Methodologically, the project is unique in combining the research in contemporary ethics with the study of ancient philosophical texts from two different traditions: Greco-Roman and Chinese. The notion of "role" was central and explicit in Stoic and Confucian ethics, but the idea that what is good is rooted in one's roles, from specific political offices up to the role of being a human, was pervasive in ancient thought broadly considered.  We believe that an exploration of the elements of role-ethics in ancient philosophy can stimulate contemporary ethical research in a manner comparable to the modern discovery of the ancient notion of "virtue" and the subsequent development of virtue-ethics. 

What is a "role"? It could be a kind of "practical identity", as Christine Korsgaard puts it: a facet or a layer of who we are, which grounds our values and governs our action. But "role" in an important sense is not our identity. "Roles" are our personae, something that that we play, similarly to actors, rather than something that we are; they are other to us.  If "roles" have this ambivalent relationship to identity, what does this imply for the account of human agency? 

Causation plays a fundamental role in morality. It’s widely accepted that in order to bear moral responsibility for something you must also be causally connected to it.  So what if we’re not causally responsible for the roles we inhabit? Do we have filial obligations given that we do not cause the child/parent relationship to come into existence? Conversely, is being the author of a causal connection sufficient to create special moral obligations? Do those who cause children to exist thereby incur an obligation that they are adequately cared for? 


Roles, Identity and Agency

Roles and Morality

Consequentialism, deontology and the virtue ethics are the main strands in the contemporary moral theory. Is it appropriate, in this sense, to talk about a "role ethics" as an alternative form of morality? Or perhaps, rather, is "role" a more fundamental notion than both "duty" and "virtue", in the sense that all duties and virtues are relative to specific roles? Does, for instance, the wisdom of mothers (if there is such thing) belong to the same genus as the wisdom of rulers?

Ancient philosophers, both Greco-Roman and Chinese, have much to offer for the reflection on the relationship among role, virtue and duty as different but potentially interrelated sources of ethical normativity. One question recurrent in ancient texts is whether specific social role we occupy constrain the specific virtues we may have; for instance, as a craftsman in Plato's ideal city, you can become temperate but not wise. More positively, social role in ancient philosophy functions as a conceptual platform that integrates virtue and duty, instead of regarding them as competing moral notions: virtue is an excellence in grasping and fulfilling obligations that we have on account of occupying certain social roles.    

In the contemporary discourse, the normativity of "roles" has been typically discussed in the context of theories of morality, or of what is right. But in the ancient context, or so we argue, enacting "roles" was also a part of what is "good" for the agent, in the sense of being conducive to living a good or happy life. This presupposes that roles are not only sources of do's and don'ts, but also structured frameworks that channel and maximize our agency, or life-projects that can make our life good by conferring upon it consistency and internal coherence. 

Eudaemonism has become well-established among modern philosophical theories of well-being. Inspired by ancient eudaemonism, it has conceived well-being as a flourishing, a good conduct of life as a whole.
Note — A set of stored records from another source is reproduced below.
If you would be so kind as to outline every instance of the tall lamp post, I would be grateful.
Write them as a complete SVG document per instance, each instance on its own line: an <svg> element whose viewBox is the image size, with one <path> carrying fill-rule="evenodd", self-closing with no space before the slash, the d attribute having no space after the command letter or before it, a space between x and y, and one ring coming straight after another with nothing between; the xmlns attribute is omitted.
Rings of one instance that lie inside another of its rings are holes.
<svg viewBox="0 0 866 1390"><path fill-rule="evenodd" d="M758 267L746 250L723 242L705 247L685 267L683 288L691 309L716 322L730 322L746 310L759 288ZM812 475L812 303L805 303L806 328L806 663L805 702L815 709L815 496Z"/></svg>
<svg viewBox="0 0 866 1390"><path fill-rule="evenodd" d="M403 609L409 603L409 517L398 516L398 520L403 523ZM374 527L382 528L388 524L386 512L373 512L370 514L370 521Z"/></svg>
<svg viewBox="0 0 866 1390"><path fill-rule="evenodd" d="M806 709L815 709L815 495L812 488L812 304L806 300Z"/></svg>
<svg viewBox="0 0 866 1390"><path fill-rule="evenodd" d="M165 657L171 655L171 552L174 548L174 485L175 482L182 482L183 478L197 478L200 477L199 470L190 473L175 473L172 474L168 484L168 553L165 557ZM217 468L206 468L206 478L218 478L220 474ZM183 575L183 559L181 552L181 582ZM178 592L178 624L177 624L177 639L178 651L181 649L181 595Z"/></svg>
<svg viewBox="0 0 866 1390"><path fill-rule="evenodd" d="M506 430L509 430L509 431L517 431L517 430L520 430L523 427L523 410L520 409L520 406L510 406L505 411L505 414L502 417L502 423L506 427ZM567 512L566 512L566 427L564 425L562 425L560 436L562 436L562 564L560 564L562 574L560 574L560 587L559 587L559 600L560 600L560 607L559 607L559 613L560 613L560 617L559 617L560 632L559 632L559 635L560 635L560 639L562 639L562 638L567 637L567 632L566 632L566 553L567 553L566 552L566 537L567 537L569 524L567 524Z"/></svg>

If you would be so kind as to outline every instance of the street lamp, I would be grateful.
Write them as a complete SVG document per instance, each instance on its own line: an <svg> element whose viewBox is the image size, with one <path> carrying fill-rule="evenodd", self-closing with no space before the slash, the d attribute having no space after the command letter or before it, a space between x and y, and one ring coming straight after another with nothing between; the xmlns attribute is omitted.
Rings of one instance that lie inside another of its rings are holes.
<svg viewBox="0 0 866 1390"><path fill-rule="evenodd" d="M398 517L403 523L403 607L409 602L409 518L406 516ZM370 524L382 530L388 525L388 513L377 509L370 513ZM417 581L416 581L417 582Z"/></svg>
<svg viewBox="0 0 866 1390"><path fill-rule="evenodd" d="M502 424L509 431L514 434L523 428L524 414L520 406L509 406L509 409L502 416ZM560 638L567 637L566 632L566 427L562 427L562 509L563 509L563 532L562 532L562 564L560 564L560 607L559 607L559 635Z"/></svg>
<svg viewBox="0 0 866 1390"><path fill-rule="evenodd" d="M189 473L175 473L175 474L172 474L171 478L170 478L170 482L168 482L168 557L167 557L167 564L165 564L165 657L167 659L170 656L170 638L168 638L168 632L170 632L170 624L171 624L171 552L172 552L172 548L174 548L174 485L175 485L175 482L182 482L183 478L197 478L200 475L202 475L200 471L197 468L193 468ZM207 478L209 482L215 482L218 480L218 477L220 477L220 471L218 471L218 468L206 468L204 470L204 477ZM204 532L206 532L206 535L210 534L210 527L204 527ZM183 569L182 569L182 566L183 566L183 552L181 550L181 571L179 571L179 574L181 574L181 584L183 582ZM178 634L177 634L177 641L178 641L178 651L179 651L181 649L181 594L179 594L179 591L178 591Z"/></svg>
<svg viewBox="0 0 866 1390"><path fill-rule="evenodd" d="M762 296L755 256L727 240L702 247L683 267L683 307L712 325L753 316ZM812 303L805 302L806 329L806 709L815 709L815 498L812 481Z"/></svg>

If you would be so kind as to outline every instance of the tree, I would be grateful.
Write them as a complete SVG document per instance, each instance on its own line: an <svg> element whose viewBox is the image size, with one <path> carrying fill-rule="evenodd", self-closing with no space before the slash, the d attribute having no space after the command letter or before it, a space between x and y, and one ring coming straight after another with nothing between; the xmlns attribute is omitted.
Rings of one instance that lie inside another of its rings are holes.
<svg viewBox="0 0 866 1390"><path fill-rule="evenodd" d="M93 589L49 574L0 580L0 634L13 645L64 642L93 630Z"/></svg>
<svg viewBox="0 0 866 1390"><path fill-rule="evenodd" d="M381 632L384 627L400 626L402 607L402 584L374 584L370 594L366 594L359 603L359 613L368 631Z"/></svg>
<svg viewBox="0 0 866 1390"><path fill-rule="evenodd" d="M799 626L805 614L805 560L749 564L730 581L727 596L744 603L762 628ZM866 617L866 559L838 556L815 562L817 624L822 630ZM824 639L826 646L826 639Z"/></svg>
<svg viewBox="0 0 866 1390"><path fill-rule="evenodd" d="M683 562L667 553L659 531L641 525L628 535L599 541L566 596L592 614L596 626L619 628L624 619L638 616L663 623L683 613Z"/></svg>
In most contemporary accounts (LeBar, Russell), this good conduct is defined in terms of virtuous agency, where virtue is understood as the human perfection. But would there be a scope for a role-centered eudaemonism, which understands the flourishing not so much in terms of accomplishing the project of becoming a good human but, rather, and perhaps less ambitiously, in terms of succeeding in a limited number of key life projects, as defined by one's specific social roles?